Final answer:
The question involves setting up and solving a differential equation to find the amount of salt in a tank over time, taking into account the rates of addition and drainage of a saline solution.
Step-by-step explanation:
The amount of salt in the tank as a function of time can be derived using the concept of differential equations. Initially, the tank contains 100 L of water without any salt. As the saline solution with a concentration of 0.5 kg/L is added at a rate of 6 L/min, salt begins to accumulate. Also, the tank is being drained at a rate of 4 L/min, which removes both water and dissolved salt.

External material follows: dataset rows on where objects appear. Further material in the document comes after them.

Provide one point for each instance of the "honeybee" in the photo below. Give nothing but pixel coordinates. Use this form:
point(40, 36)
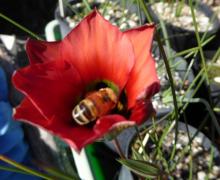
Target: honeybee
point(95, 105)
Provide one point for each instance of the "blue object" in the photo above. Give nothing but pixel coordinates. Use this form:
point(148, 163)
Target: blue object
point(12, 144)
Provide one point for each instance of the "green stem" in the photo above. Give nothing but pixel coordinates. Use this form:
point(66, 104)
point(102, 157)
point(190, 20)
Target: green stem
point(20, 26)
point(118, 148)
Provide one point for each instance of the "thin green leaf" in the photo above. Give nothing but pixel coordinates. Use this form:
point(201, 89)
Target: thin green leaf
point(141, 168)
point(20, 26)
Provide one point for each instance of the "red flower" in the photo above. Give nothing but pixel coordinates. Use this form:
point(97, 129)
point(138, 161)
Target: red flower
point(60, 74)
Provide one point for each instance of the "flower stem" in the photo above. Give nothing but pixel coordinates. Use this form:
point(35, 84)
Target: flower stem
point(118, 148)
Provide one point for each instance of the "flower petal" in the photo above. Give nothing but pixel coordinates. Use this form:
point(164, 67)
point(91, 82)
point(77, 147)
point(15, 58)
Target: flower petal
point(99, 51)
point(108, 123)
point(52, 87)
point(144, 72)
point(27, 112)
point(42, 51)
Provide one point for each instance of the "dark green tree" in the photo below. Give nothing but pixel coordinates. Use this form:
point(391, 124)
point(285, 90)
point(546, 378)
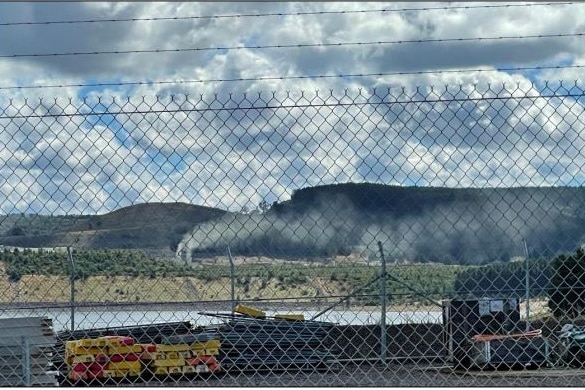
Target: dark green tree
point(567, 290)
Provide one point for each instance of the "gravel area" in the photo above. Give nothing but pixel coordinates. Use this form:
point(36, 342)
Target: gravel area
point(393, 375)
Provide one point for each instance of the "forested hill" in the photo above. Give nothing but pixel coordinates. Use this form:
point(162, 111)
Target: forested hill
point(451, 225)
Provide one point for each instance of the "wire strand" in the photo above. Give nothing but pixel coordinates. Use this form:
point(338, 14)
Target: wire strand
point(278, 14)
point(297, 46)
point(273, 78)
point(293, 106)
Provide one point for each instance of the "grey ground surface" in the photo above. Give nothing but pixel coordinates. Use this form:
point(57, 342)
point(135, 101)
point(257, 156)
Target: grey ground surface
point(393, 375)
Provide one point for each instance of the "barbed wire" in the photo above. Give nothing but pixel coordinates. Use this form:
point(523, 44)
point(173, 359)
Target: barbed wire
point(278, 14)
point(293, 106)
point(297, 45)
point(273, 78)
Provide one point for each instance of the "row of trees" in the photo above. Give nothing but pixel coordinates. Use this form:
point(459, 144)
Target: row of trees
point(561, 279)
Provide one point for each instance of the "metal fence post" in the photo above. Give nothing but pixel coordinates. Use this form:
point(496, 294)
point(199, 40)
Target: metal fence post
point(527, 286)
point(383, 342)
point(232, 279)
point(72, 289)
point(26, 368)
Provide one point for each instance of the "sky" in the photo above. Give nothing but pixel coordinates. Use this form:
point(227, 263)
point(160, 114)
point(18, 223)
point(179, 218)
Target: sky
point(161, 137)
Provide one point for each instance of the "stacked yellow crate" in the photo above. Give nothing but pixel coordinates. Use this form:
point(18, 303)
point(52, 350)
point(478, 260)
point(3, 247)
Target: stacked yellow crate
point(103, 357)
point(198, 357)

We can write an equation that represents the rate of change of the amount of salt in the tank (S) at any time (t):
dS/dt = rate in - rate out
Rate in is the concentration of the incoming solution (0.5 kg/L) times the rate it is being added (6 L/min), so it's 0.5 * 6 = 3 kg/min. Rate out is the concentration of the salt in the tank at any time (S/100) times the rate at which the solution is being drained (4 L/min), so it's (S/100) * 4.
Combining these and assuming perfect mixing gives us the differential equation:
dS/dt = 3 - (4/100)S
By solving this equation, one can find the amount of salt in the tank as a function of time, which will typically involve integrating this expression and applying initial conditions.
Remembering that the initial amount of salt is zero, as there was only water in the tank at the beginning, will be essential in solving this problem to determine the function that describes the amount of salt (in kg) with respect to time (in minutes).